Lower Manhattan's Chinatown | Community | History
Welcome to Chinatown located in Lower Manhattan. There are locations around the United States touting the Chinatown name, but Manhattan's Chinatown is the largest outside of Asia. Chinese immigrants arrived in New York in the 1850's during mounting violence in China. They were hired to build the Central Pacific Railroad by the hundreds. Americans in the textile and tobacco industries loved the Chinese Immigrants because they would work for lower pay scale and longer hours then the average American. Of coarse that made the common man outraged against the Chinese for taking their jobs. Although the Chinese were hopeful to earn money and return to China, this did not happen for most. They were driven to larger cities, where they would blend in better. The south east side of New York City was considered a blighted area in the 1850's. Many Chinese lived among other races and cultures there.
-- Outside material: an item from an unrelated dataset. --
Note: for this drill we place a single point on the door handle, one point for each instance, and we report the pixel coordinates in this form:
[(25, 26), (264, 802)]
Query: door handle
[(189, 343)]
Today, Chinatown, consists of two square miles of shops, homes, restaurants, and more. Restaurants representing the cuisine of just about every province of mainland China and Hong Kong, plus Indonesian, Malaysian, Thai and Vietnamese eateries and shops. The Chinese community has many events and celebrations at some of the hottest clubs in the Manhattan area.
Bordering the Lower East Side to its east, Little Italy to its north, Civic Center to its south, and Tribeca to its west, Manhattan's Chinatown is one of nine Chinatown neighborhoods in New York City. Chinese immigrants make up the second largest foreign born congregation in the city, with the 2010 census showing a huge influx. The population is estimated at around 95,000 citizens in 2013. The Cantonese dialect that has dominated Chinatown for decades, is being quickly replaced by Mandarin.
Apartments along the edges of Chinatown can range from $1.8 million for 880 square feet on Centre Street to a cool $14 million on Canal Street with over 11,000 square feet of living space.